A frigate fit for a Queen: HMS Lancaster

Courtesy : Royal Navy

Most people – understandably – will associate the ship which carries her name around the world with Her Majesty. But there’s a second, much-loved, well-travelled Royal Navy warship in service also named after the Queen– and equally proud of its Royal associations as the aircraft carrier HMS Queen Elizabeth.

HMS Lancaster takes her name after British nobility, in her case the Duke of Lancaster – an historic title held by the monarch since the early 15th Century.

From the day the latest HMS Lancaster was launched by Her Majesty (accompanied by the Duke of Edinburgh) at the Yarrow yard in Scotstoun on the Clyde – to this summer, when crew lined up on Lancaster’s flight deck, and spelt out ‘E II R 70’ in celebration of the Jubilee – the association between the frigate and her Royal sponsor have been cherished.

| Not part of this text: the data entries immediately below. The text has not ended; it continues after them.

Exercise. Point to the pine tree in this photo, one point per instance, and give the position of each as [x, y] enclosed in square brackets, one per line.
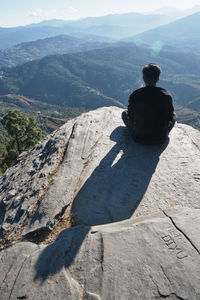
[23, 130]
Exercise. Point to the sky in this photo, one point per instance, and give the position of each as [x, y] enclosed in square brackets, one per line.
[22, 12]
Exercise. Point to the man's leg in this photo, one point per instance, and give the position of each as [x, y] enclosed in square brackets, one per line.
[127, 121]
[171, 124]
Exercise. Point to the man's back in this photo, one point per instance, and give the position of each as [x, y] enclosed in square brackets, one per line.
[151, 109]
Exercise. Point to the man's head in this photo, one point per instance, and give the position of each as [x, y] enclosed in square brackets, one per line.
[151, 73]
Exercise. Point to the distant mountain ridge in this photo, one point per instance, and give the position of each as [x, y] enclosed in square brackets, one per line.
[116, 26]
[182, 34]
[61, 44]
[102, 77]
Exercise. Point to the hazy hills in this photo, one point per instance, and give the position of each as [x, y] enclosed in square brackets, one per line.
[102, 77]
[61, 44]
[182, 34]
[110, 26]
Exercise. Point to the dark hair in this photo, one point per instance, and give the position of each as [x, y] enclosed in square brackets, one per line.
[151, 73]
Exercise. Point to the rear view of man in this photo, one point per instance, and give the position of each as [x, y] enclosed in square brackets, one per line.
[150, 115]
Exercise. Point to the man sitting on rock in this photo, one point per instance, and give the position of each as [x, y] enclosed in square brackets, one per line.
[150, 115]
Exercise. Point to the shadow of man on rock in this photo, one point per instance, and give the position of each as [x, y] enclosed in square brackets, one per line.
[111, 193]
[117, 185]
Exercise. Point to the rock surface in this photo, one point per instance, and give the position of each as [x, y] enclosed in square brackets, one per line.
[92, 167]
[152, 258]
[92, 171]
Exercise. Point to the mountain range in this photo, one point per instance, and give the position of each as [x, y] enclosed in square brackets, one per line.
[181, 34]
[116, 26]
[101, 77]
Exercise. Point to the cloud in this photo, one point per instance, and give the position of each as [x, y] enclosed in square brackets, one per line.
[73, 10]
[40, 13]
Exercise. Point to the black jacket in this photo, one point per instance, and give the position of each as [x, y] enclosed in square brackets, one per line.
[151, 109]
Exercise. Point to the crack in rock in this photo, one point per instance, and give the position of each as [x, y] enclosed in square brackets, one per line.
[175, 225]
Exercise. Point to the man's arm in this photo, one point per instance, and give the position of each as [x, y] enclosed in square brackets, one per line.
[131, 106]
[171, 109]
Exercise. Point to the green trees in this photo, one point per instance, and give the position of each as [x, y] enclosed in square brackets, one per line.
[23, 133]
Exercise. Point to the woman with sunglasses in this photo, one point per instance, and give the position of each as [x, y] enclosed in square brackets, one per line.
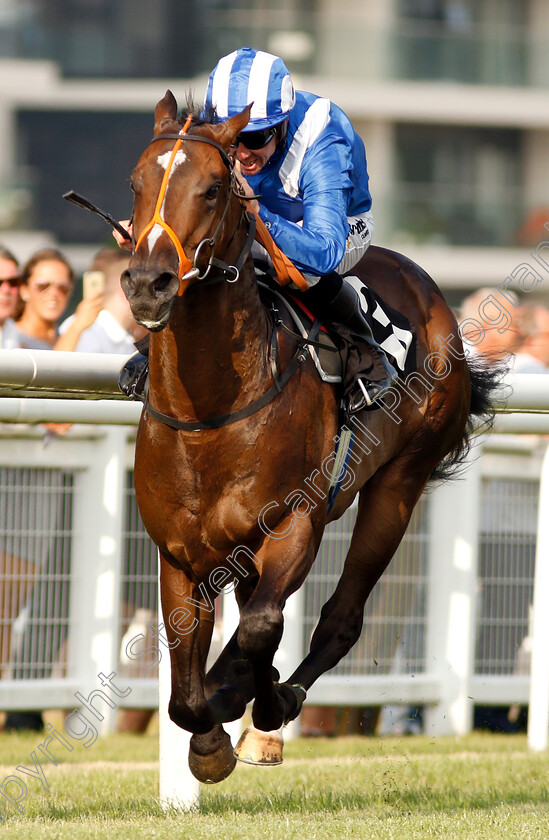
[9, 298]
[47, 281]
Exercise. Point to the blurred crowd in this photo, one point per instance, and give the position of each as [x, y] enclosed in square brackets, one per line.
[34, 299]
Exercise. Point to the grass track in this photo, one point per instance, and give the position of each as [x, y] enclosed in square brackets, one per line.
[478, 787]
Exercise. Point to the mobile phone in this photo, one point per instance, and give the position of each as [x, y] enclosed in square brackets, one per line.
[93, 283]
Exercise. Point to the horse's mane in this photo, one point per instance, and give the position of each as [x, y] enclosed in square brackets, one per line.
[201, 115]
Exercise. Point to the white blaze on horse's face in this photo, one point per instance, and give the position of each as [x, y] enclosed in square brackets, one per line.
[163, 161]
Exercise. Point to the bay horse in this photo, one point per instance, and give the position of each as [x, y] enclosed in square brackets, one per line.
[229, 472]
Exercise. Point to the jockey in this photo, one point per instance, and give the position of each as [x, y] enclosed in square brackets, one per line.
[300, 154]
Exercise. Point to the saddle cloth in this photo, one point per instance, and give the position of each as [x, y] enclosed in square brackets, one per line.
[345, 358]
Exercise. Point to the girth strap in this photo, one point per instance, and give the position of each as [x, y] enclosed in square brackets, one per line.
[233, 417]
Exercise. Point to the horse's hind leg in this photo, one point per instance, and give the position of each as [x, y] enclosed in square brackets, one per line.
[385, 506]
[189, 632]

At Lancaster’s launch, the Queen hoped she would see the new warship into “peaceful and graceful old age”.

And she did. Since that May day, Her Majesty has paid at least half a dozen visits to the ship which has proudly adopted the nickname ‘The Queen’s Frigate’: most recently in 2014, when the guest of honour posed on the forecastle with the ship’s company for a unique group shot treasured by all in it (as well the Royal Navy photographer who captured it).

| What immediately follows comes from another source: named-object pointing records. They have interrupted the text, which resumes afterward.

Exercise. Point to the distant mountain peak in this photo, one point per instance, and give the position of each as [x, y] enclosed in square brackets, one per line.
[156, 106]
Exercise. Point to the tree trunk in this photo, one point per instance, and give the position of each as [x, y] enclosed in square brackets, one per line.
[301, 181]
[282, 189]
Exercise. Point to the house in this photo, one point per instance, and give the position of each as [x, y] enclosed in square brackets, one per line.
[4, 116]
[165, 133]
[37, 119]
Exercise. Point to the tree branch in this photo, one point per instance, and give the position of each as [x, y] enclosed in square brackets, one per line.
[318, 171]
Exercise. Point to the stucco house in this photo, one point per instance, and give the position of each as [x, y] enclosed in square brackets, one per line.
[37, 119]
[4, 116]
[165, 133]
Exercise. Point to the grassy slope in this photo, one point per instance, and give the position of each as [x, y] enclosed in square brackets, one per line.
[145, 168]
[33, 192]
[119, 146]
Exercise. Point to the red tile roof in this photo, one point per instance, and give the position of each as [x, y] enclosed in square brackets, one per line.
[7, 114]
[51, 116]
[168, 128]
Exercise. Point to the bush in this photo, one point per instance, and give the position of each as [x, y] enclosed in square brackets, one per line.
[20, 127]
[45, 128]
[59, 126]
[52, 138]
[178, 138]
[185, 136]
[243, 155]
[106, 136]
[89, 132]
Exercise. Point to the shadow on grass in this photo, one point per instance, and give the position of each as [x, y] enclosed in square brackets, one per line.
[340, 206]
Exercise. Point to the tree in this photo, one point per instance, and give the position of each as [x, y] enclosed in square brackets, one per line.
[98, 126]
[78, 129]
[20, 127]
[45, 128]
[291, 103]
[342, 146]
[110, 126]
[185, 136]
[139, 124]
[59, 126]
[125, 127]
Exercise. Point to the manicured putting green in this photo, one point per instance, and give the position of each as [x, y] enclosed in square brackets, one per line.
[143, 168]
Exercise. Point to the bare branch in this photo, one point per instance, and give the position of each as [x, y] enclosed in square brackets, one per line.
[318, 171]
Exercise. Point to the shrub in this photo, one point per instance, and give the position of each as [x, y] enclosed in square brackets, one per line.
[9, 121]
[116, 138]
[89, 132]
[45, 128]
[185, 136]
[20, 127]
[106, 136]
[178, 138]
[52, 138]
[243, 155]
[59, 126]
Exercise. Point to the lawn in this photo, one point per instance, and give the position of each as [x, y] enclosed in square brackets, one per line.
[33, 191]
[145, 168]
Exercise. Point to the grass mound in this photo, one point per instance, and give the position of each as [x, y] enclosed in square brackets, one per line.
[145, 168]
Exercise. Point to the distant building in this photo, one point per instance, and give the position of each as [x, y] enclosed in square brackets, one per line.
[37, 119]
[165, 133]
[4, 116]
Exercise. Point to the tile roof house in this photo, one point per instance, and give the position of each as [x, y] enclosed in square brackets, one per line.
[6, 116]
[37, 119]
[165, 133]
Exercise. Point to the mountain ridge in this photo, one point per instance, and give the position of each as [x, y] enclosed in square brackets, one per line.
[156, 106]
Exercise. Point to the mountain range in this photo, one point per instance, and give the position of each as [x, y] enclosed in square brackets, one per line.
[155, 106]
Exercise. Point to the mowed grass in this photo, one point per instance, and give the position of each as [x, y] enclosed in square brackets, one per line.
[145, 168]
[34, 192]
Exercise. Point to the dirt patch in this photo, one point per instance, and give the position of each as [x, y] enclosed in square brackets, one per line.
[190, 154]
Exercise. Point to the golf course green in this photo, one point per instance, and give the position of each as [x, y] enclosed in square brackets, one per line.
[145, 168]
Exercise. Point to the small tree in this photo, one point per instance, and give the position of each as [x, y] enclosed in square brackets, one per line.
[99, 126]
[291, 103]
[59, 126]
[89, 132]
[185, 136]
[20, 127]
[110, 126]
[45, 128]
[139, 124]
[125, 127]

The frigate’s Operations Officer that day was a Lieutenant Commander Tom Johnson, one of a select group of the 180 men and women aboard invited to dine with the Queen (for the record, fois gras with melba toast fingers, herb-crusted best end of lamb, with a dessert of white chocolate mint mousse, the work of Leading Chef Grant O’Neill) following a family tradition; his dad was the frigate’s weapon engineer officer when the Queen came aboard the ship back in 2004.

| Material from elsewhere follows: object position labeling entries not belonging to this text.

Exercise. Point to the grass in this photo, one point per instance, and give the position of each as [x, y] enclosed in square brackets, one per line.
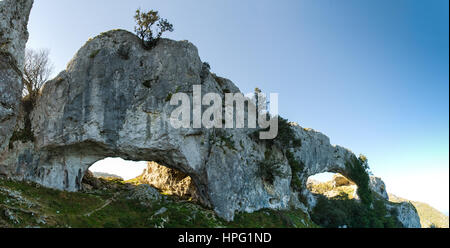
[32, 206]
[428, 215]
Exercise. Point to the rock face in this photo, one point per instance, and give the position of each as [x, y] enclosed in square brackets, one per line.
[378, 186]
[169, 181]
[113, 101]
[407, 214]
[13, 37]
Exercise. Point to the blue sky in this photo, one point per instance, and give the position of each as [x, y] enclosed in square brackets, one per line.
[372, 75]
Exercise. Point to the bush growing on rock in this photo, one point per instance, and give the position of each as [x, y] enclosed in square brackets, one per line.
[150, 27]
[36, 72]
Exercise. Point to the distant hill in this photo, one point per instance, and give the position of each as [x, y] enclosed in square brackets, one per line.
[428, 215]
[106, 175]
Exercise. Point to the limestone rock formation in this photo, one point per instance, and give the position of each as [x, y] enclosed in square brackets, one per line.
[407, 214]
[378, 186]
[113, 101]
[169, 181]
[13, 37]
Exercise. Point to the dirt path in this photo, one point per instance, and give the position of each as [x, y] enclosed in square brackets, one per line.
[109, 201]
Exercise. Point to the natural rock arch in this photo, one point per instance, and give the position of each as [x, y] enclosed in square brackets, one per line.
[112, 101]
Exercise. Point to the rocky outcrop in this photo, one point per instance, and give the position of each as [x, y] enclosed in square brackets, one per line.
[169, 181]
[378, 186]
[13, 37]
[113, 101]
[406, 214]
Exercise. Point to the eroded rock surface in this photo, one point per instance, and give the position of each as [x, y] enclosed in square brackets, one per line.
[169, 181]
[113, 101]
[13, 37]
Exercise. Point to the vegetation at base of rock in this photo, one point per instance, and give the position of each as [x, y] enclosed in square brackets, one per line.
[269, 168]
[297, 168]
[358, 172]
[26, 134]
[94, 54]
[222, 139]
[368, 212]
[343, 212]
[429, 216]
[30, 205]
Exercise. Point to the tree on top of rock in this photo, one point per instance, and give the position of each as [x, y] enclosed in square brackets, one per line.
[150, 27]
[37, 70]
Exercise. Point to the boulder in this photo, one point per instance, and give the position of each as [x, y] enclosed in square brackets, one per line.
[113, 100]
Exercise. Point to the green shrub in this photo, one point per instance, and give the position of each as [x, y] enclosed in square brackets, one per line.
[297, 167]
[145, 27]
[269, 168]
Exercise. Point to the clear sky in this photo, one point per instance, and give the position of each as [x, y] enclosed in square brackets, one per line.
[372, 75]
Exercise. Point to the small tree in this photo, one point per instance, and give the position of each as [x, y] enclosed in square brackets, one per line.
[150, 27]
[37, 70]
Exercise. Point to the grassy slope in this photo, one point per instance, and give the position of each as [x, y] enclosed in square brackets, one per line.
[428, 215]
[28, 205]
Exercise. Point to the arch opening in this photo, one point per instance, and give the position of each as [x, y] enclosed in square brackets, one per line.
[107, 172]
[332, 185]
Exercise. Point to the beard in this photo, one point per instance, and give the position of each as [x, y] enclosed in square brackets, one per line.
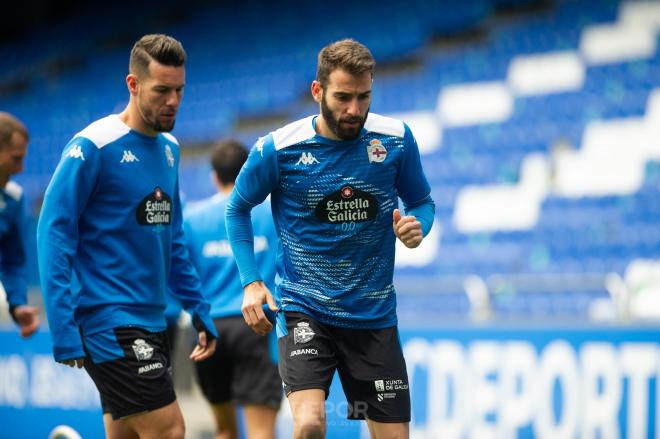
[335, 124]
[151, 119]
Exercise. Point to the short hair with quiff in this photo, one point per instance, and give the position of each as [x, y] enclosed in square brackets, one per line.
[349, 55]
[155, 47]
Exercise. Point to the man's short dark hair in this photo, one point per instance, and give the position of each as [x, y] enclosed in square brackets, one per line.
[348, 55]
[9, 124]
[155, 47]
[227, 159]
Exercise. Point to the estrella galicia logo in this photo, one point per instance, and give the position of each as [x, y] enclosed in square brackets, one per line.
[155, 209]
[347, 205]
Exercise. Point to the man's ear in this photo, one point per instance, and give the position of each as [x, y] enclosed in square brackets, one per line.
[317, 91]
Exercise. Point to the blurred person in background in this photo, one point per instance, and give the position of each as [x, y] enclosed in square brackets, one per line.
[112, 214]
[14, 140]
[335, 180]
[242, 371]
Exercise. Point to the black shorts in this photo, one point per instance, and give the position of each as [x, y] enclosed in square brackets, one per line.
[131, 370]
[241, 369]
[370, 364]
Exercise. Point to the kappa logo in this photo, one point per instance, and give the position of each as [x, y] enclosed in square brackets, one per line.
[75, 152]
[143, 350]
[260, 145]
[128, 157]
[306, 158]
[302, 333]
[376, 151]
[169, 155]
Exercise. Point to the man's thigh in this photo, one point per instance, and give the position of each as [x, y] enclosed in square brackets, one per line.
[373, 373]
[131, 369]
[307, 357]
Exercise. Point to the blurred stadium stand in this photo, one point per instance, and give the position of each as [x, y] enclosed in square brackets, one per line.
[538, 122]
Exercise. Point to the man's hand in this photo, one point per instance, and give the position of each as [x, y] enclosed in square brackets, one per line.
[27, 318]
[204, 348]
[255, 295]
[76, 362]
[407, 229]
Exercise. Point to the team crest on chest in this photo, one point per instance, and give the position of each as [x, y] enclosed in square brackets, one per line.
[142, 349]
[376, 151]
[169, 155]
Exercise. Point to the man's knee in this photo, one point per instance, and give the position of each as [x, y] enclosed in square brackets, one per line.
[310, 429]
[176, 431]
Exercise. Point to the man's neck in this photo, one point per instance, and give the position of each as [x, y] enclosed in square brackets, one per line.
[322, 129]
[133, 119]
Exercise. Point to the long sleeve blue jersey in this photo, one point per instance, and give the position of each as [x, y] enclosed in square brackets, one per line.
[112, 213]
[12, 244]
[332, 204]
[212, 256]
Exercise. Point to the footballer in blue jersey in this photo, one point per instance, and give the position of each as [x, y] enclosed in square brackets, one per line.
[335, 181]
[13, 148]
[112, 215]
[241, 372]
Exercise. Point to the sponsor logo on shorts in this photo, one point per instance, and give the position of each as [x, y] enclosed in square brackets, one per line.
[143, 350]
[383, 396]
[302, 333]
[306, 351]
[150, 367]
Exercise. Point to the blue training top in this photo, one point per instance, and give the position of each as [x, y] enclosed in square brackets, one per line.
[332, 206]
[12, 244]
[112, 213]
[211, 254]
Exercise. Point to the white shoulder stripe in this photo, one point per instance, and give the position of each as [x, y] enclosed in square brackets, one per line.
[170, 137]
[293, 133]
[105, 130]
[385, 125]
[14, 190]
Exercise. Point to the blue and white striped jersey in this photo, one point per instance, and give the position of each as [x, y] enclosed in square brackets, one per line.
[112, 213]
[332, 203]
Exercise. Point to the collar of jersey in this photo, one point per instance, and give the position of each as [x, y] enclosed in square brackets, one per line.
[138, 134]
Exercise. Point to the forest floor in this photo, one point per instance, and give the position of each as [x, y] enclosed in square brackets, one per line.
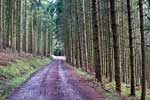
[15, 68]
[57, 81]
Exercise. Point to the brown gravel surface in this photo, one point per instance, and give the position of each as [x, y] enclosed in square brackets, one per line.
[57, 81]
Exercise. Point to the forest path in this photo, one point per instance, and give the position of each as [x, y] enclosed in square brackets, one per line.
[56, 81]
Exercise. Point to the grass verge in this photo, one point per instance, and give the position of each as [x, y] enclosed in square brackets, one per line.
[17, 72]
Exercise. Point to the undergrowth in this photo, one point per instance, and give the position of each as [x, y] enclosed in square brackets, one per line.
[17, 72]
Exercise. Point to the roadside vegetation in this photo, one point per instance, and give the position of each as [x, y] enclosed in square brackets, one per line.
[17, 71]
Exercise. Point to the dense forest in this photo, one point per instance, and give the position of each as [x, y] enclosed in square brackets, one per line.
[106, 38]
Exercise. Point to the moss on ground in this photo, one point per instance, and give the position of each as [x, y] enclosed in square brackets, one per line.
[17, 72]
[126, 90]
[112, 95]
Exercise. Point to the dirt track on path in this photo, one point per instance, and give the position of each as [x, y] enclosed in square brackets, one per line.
[57, 81]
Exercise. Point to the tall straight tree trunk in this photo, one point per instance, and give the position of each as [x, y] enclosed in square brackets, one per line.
[1, 16]
[84, 37]
[116, 46]
[95, 23]
[21, 26]
[143, 95]
[14, 26]
[131, 49]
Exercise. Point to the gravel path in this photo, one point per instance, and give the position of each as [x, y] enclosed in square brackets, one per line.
[57, 81]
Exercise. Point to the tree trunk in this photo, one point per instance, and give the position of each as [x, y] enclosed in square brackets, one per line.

Eight years after dining with Her Majesty, Tom Johnson took command of her frigate.

Among the last duties of his predecessor, Commander Will Blackett, was to call on Buckingham Palace to report his time aboard the ship was completed.

And among the very first duties for his successor is to pick up a pen and write a letter of introduction to Her Majesty, while the command team dispatch an annual update on the ship’s deeds and activities – the frigate is currently on NATO duties in Portugal.

“As ‘The Queen’s Frigate’, HMS Lancaster has enjoyed a special relationship with Her Majesty since the ship was personally launched by her in 1990,” said Commander Johnson.

“During one of her many treasured visits to the ship in 2014, I had the honour of sharing a meal with her and was struck by the way in which her presence brought such joy to the ship’s company and their families. I am certain that these fond memories of her visits to HMS Lancaster will endure well beyond the ship.

“Her Majesty embodied a profound sense of duty to her country and my ship’s company and I continue to garner great strength and fortitude from her unsurpassed example,” said Commander Tom Johnson.